On Debug

2025-03-15

/posts/on_debug/ map[email:chipgyani@gmail.com location:USA name:chipgyani]

Table of Contents

In my very first “real” job after graduate school, a few of us who had joined recently were given an overview of the server processor chip we were going to work on. In that overview session, the principal architect of the chip said, “No matter what area you are working on, 85% of your time will be spent on debugging something that isn’t working the way it was intended. So get good at debugging to root cause.”

Over two decades later, I still remember his words and it still holds true. Over the years, I have held a variety of roles: individual contributor, tech lead, team manager, etc. I have also worked across different domains: RTL logic, design verification, performance analysis, silicon validation, and SoC architecture. I also worked on system software at a startup. The problems have been different, but I have fundamentally approached it with the same debug process.

What is the intended behavior?
How different is the actual behavior from intended behavior? Is it reproducible?
Where could the problem be occuring? There could be multiple hypotheses.
What debug tools do we have? What can we do to get better visibility?
Can we devise experiments to narrow it down? Can we make it fail faster?
What did the experiment results reveal? Can we rule out certain hypotheses? Do we have new hypotheses?
Did we get to root cause? Can we create a quick fix or workaround to confirm the root cause is correct?

After confirming root cause and getting a fix put in, the process isn’t over. Additional steps to be followed:

Are there “cousin” bugs in related areas or places where similar design method(s) could have been used?
What assertion or error flag could we raise to catch this class of problems and reduce time to root cause?

Let’s walk though a simple example to illustrate this debug process.

## Example 1: Toaster

The first example is one I have used with middle school kids when talking about engineering.
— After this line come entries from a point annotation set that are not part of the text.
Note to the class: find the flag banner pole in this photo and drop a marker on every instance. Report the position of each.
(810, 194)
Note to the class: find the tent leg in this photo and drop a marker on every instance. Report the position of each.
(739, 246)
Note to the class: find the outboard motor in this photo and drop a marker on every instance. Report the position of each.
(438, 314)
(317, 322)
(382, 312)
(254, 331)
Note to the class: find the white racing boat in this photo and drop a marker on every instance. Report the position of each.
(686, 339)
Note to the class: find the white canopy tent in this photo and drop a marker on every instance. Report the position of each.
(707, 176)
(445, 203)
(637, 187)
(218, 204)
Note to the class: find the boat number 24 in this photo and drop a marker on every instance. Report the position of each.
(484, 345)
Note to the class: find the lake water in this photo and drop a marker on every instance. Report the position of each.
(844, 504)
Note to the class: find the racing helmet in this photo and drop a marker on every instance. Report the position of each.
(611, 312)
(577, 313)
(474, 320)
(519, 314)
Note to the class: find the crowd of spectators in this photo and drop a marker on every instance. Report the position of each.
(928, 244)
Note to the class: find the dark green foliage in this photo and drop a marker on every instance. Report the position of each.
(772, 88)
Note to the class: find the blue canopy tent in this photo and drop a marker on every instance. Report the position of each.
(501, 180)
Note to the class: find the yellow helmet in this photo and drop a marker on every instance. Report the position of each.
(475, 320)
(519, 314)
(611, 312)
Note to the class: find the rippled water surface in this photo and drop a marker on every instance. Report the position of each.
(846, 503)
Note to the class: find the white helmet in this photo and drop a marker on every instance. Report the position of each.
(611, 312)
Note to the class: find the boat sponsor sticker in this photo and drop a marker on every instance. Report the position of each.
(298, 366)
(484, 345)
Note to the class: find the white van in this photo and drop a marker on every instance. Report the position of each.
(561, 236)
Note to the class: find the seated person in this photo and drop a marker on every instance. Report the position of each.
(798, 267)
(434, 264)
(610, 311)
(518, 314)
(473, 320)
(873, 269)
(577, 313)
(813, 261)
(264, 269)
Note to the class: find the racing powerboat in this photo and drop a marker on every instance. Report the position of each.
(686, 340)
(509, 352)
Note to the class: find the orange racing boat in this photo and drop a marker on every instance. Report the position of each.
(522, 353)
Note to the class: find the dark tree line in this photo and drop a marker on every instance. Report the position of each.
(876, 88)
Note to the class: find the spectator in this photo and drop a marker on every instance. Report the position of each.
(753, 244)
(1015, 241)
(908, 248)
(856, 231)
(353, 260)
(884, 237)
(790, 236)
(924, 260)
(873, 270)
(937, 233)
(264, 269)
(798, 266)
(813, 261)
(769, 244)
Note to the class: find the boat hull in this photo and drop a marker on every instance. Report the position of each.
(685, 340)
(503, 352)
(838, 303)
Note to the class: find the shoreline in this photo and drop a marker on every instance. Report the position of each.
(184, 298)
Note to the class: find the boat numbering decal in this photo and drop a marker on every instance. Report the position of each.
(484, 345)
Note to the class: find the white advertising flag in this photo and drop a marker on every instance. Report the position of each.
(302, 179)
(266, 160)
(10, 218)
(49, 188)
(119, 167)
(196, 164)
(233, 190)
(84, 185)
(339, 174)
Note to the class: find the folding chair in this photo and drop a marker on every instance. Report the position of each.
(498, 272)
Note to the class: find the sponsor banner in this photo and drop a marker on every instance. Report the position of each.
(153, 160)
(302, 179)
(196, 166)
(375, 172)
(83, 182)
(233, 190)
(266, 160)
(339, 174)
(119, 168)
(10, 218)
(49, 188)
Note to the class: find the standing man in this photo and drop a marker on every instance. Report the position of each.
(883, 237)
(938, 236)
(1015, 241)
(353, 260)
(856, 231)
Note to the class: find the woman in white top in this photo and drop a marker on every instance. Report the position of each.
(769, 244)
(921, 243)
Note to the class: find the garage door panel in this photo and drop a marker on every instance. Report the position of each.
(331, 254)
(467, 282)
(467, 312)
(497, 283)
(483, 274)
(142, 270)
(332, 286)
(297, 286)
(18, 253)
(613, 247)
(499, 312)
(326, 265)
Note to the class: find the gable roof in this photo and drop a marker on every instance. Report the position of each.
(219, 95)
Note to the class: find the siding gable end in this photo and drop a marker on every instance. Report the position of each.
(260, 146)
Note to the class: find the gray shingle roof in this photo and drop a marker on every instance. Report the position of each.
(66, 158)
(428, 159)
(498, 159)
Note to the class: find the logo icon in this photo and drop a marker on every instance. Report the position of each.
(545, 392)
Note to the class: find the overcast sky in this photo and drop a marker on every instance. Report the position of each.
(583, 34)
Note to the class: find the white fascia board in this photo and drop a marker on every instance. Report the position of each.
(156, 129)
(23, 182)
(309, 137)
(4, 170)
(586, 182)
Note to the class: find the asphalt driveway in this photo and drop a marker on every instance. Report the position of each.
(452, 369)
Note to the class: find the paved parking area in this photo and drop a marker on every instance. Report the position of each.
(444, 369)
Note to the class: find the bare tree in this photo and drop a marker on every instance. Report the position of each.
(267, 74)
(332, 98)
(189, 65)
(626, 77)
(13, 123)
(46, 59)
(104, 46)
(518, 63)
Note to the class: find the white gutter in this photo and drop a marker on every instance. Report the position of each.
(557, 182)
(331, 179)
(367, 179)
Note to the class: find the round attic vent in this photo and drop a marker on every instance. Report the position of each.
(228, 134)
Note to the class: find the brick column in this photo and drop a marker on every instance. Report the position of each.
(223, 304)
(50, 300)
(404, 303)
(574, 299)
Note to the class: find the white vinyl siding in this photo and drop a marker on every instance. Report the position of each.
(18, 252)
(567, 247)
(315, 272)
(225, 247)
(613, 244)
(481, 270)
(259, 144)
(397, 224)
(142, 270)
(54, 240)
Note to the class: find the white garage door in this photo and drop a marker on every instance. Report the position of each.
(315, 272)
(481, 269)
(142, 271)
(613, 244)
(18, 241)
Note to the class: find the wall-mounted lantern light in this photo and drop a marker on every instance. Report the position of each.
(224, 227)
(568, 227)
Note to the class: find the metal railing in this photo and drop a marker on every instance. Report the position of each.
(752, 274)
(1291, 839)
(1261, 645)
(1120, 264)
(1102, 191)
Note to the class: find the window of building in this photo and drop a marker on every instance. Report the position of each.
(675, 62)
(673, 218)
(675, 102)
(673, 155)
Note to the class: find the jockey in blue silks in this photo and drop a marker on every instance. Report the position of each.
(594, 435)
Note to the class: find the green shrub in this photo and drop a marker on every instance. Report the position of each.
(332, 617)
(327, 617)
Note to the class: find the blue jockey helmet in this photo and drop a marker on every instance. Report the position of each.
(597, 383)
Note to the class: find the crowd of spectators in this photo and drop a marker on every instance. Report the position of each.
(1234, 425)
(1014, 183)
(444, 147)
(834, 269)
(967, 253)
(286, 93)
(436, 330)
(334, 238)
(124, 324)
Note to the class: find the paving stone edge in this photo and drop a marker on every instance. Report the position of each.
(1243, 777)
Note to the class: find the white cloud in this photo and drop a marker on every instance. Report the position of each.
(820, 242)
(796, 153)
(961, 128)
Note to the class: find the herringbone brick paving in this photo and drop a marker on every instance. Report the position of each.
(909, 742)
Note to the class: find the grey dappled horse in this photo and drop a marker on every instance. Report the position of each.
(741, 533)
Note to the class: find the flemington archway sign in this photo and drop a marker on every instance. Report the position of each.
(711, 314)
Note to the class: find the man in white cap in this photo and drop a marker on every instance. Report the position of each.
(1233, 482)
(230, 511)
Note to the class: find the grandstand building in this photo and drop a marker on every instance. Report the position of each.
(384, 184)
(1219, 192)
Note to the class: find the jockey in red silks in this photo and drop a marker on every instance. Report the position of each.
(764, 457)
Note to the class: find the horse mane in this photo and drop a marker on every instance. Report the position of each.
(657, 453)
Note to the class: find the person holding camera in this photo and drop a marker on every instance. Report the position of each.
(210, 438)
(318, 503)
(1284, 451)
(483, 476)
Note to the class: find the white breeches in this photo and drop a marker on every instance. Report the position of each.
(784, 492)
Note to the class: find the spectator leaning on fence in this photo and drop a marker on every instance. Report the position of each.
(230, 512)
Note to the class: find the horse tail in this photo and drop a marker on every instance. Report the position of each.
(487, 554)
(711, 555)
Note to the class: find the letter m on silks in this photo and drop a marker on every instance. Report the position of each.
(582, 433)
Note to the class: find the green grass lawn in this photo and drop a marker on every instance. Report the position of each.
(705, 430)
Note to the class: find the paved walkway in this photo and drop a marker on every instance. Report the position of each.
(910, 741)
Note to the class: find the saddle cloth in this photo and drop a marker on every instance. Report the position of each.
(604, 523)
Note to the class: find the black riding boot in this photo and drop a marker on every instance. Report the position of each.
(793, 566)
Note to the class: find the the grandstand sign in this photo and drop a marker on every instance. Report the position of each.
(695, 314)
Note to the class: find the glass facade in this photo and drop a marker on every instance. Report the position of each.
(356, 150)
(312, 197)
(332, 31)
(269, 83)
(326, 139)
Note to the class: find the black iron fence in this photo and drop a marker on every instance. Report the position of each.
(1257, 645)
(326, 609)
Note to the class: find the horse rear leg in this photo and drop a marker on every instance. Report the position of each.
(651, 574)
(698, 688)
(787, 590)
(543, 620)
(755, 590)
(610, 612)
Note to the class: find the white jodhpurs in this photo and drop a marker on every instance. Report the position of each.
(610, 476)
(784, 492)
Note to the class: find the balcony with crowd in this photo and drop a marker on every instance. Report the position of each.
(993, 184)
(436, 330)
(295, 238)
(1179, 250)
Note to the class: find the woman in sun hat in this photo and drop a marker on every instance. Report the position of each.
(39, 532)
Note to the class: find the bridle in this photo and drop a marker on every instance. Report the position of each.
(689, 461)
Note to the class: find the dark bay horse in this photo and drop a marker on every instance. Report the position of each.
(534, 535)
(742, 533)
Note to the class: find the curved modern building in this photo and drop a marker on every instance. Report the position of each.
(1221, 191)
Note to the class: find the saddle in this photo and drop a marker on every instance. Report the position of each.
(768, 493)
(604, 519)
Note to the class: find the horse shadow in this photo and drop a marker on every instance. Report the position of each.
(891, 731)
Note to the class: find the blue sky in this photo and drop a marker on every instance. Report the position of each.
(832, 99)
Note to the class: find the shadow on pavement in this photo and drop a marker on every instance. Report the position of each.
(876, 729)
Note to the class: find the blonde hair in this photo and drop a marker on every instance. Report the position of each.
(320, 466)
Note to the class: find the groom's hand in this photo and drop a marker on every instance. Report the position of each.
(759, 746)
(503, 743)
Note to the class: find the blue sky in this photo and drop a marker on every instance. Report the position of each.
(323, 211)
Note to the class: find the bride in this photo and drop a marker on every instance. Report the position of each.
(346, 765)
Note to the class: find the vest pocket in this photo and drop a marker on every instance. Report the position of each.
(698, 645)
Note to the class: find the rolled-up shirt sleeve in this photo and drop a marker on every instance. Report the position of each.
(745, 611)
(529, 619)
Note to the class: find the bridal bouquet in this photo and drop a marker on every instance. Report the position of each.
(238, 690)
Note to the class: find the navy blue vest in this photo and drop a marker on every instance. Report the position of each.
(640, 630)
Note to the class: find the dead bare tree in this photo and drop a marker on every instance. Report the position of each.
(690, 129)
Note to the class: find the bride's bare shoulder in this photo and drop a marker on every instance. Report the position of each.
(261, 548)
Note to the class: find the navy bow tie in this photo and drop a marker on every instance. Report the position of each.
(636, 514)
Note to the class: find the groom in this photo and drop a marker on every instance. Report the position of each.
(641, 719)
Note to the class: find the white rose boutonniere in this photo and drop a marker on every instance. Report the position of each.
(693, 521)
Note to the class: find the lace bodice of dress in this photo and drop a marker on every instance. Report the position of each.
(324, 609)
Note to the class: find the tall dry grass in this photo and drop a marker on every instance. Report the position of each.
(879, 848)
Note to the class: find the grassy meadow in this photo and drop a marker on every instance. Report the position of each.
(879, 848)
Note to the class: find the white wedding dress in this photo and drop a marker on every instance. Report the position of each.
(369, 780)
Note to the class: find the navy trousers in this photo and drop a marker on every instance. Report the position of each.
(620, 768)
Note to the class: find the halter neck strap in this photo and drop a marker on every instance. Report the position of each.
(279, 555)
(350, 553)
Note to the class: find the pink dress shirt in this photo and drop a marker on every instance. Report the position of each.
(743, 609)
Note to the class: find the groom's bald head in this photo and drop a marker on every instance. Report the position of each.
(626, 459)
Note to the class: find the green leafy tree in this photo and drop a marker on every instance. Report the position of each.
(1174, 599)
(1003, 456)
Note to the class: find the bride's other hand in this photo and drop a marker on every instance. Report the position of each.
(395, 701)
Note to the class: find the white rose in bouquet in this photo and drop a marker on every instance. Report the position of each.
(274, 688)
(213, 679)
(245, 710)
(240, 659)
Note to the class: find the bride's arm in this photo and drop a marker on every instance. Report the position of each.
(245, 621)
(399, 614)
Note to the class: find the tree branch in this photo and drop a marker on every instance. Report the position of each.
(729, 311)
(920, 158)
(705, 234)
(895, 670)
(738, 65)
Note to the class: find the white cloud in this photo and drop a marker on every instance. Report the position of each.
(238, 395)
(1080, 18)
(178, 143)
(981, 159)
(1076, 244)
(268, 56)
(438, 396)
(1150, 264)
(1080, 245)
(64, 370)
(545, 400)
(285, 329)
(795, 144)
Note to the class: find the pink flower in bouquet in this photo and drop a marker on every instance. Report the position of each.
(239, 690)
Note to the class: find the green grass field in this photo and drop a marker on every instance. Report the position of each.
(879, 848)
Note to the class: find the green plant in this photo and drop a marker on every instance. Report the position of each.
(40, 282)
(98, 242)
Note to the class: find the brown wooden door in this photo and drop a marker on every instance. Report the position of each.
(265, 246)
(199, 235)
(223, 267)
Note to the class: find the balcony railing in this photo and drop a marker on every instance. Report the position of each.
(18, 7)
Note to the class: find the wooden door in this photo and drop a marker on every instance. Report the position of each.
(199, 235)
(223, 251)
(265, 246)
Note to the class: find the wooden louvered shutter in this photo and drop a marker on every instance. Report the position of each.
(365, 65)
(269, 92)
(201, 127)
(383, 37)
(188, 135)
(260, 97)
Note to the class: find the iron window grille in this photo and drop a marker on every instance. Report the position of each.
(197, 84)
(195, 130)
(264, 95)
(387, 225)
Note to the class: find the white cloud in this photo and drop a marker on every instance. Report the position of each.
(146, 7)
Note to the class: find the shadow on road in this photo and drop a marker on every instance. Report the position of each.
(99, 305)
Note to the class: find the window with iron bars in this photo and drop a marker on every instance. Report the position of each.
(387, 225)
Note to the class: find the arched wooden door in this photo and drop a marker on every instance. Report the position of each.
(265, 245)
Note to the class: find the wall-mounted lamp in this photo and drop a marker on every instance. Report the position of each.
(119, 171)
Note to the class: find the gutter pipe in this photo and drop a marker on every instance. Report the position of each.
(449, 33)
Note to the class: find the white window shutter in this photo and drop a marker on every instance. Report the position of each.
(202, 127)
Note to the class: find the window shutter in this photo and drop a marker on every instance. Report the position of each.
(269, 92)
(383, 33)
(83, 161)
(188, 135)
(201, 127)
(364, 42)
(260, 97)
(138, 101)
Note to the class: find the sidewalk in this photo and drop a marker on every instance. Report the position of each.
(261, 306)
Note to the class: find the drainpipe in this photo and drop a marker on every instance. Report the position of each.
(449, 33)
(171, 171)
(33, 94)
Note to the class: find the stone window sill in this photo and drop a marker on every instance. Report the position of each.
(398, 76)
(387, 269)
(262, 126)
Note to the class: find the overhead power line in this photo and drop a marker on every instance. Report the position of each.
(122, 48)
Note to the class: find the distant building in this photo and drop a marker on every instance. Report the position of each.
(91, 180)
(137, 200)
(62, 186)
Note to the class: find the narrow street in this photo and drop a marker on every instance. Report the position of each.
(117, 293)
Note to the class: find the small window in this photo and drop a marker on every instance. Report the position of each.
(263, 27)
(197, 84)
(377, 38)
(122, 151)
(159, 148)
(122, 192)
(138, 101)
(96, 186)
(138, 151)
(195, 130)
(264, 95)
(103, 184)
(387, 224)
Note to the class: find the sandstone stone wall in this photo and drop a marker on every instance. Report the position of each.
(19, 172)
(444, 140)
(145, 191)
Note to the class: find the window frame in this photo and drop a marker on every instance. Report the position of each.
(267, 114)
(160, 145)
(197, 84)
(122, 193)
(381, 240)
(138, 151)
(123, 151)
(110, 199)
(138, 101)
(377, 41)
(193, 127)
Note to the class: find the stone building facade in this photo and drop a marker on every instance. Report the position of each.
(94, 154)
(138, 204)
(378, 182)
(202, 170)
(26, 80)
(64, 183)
The failure is very simple to describe: I put a couple of slices of bread in a toaster, turn the knob to desired level of toast, and then push the lever down to turn it on. But I don’t get toasted bread! What has gone wrong?

We can walk through the process above for even a relatively simple issue as this.

Intended behavior: I put the bread in the toaster, set the toast level, turn it on, and sometime later the toaster pops with toasted bread.
Actual behavior: The lever doesn’t stay down and bread pops up immediately. Bread isn’t toasted at all.
Hypotheses on possible issues:
- Issues with input:
  - Power cord not plugged
  - No power at the outlet
- Issues internal to the toaster
  - Problem with the wiring
  - Issue with the actual heating element
  - Mechanical issue with the lever (doesn’t stay latched down)
  - Issue with the controls
Tools:
- Eyes (visual inspection)
- Multimeter or continuity tester (handy!)
- Screwdriver to open up the unit and look inside
Experiments to narrow down the issue?
1. External checks
  - Is the toaster plugged in? Is the power cord in good condition?
  - Is the outlet getting power? Check with multimeter or by plugging some other known good appliance (like a desk lamp)
  - If no power at the outlet, did the breaker trip? Check the breaker panel
  - Is there power in the kitchen or rest of the house? Did the whole neighborhood lose power?
2. Assuming there is power at the outlet, we can look at possible internal issues
  - Is the power cord connected properly inside? A continuity tester to check continuity between the power cord and the controller board would be very handy
  - Does the connection to the heating element look okay?
  - Is the latch holding the lever broken?
  - Is the knob setting the toast level somehow physically disconnected? Heat could have caused the solder to crack
Results from the experiments: In this case, the system is rather simple, so we could logically list almost all known failure causes. One of the observations above is likely to reveal the real cause of the toaster malfunction.
Let’s say the issue was with the lever not staying down (actually happened to my toaster). If we hold it down such that it maintains contact, do the coils light up? If yes, we have confirmed the root cause. We can then look into a fix. The workaround is to just hold the lever down, but this isn’t very convenient.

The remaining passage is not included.